Flucht und Widerstand

Seit dem 16. Jahrhundert verzeichnet der PCN starken Widerstand, als die Schwarzen begannen zu fliehen und eigene Dörfer gründeten, hauptsächlich an der Pazifikküste, wo sie sich dem Bergbau, der Landwirtschaft und der Fischerei widmeten. Aber nicht nur die Flucht war eine Form des Widerstands. Die Stadt Santa Marta wurde mehrfach von protestierenden Sklaven zerstört, viele dieser Aufstände endeten in Verhandlungen und zumindest kleinen Verbesserungen der Lebensbedingungen. Der erfolgreichste Aufstand Südamerikas, angeführt von Benkos Biohó, endete in der ersten freien schwarzen Siedlung San Basilio de Palenque. Erst 1851 wurde die Sklaverei in Kolumbien offiziell abgeschafft – 41 Jahre nach der Unabhängigkeit Kolumbiens und der Gründung der Republik. Jedoch ging der Abschaffung der Sklaverei ein langer Prozess voraus, der nicht zuletzt einen Bürgerkrieg zwischen Sklavenhaltern und Liberalen auslöste. Letztendlich wurden die versklavten Männer und Frauen nicht aus humanistischen Motiven, sondern aus Angst vor weiteren Gewaltausbrüchen freigelassen.

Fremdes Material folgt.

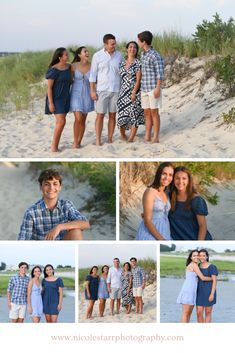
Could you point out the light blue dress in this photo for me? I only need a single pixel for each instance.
(160, 221)
(103, 289)
(80, 93)
(188, 293)
(36, 300)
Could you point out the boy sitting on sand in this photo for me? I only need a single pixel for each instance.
(51, 218)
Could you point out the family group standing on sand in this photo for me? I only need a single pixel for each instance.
(129, 87)
(199, 287)
(125, 286)
(172, 207)
(38, 297)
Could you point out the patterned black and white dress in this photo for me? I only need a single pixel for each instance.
(129, 114)
(127, 297)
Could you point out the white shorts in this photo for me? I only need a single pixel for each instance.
(148, 101)
(138, 292)
(106, 103)
(18, 311)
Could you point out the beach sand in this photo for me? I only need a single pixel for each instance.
(191, 127)
(19, 189)
(149, 312)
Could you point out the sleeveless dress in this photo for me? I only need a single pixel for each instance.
(93, 286)
(60, 90)
(80, 93)
(36, 300)
(160, 221)
(204, 287)
(50, 295)
(188, 291)
(103, 289)
(129, 113)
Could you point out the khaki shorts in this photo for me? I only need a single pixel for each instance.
(148, 101)
(106, 103)
(116, 293)
(18, 311)
(138, 292)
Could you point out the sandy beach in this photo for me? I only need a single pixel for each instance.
(19, 189)
(149, 313)
(191, 126)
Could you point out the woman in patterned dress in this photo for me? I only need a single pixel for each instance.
(130, 113)
(127, 293)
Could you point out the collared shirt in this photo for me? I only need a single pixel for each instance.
(138, 276)
(18, 286)
(39, 220)
(152, 69)
(105, 70)
(114, 277)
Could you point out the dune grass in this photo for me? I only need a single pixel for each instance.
(100, 175)
(148, 264)
(175, 266)
(19, 72)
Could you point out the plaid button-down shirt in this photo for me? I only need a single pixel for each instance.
(18, 286)
(138, 276)
(39, 220)
(152, 69)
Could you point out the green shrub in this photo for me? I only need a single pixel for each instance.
(224, 69)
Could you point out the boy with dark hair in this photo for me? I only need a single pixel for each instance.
(17, 294)
(52, 218)
(152, 76)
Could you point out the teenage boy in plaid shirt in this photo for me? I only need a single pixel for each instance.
(51, 218)
(152, 67)
(138, 275)
(17, 294)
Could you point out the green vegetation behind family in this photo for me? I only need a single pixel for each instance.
(69, 283)
(22, 74)
(173, 265)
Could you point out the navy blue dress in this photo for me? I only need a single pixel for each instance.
(50, 295)
(60, 90)
(183, 223)
(93, 286)
(204, 287)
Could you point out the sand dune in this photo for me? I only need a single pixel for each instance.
(191, 127)
(220, 220)
(149, 312)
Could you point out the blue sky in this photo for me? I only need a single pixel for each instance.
(47, 24)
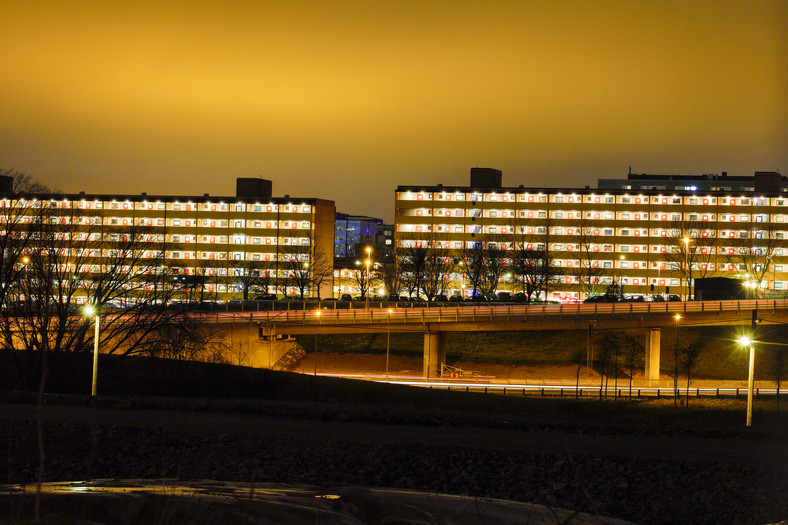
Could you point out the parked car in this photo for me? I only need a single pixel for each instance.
(633, 299)
(520, 297)
(481, 298)
(504, 297)
(606, 298)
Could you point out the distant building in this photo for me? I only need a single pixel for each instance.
(352, 231)
(647, 233)
(206, 244)
(761, 181)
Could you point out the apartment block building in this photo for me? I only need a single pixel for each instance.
(212, 242)
(648, 241)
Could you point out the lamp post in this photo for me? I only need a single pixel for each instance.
(676, 362)
(747, 342)
(317, 326)
(388, 339)
(92, 311)
(686, 268)
(366, 291)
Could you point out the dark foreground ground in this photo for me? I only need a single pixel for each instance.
(644, 464)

Bis heute leben die meisten Schwarzen Kolumbiens in der Pazifikregion. Und bis heute existieren unterschiedliche Bewegungen innerhalb der afrokolumbianischen Bevölkerung. Es gibt schwarze Gemeinschaften, „comunidades negras“, mit eigenen Regierungsstrukturen. Die „Raizales“, eine schwarze ethnische Gemeinschaft in der Karibik, erhalten bis heute das Kreol als eigene Sprache. „Palenques“ oder „quilombos“ sind aus der Kolonialzeit stammende freie schwarze Dorfgemeinschaften. Die BewohnerInnen beziehen sich noch immer auf ihre rebellischen Vorfahren, „negros cimarrones“, die vor den Sklavenhaltern geflohen waren oder Aufstände gegen sie angezettelt hatten.

Bis heute gelten in diesen Autonomieregionen andere Gesetze als im Rest des Landes, zum Beispiel gibt es Gemeinschaftsbesitz und der Rat ist die höchste Autorität. Auch in den Städten spielt die Afrokultur eine wichtige Rolle – durch Personen wie Teca, die sich über die Kunst Aufmerksamkeit verschafft.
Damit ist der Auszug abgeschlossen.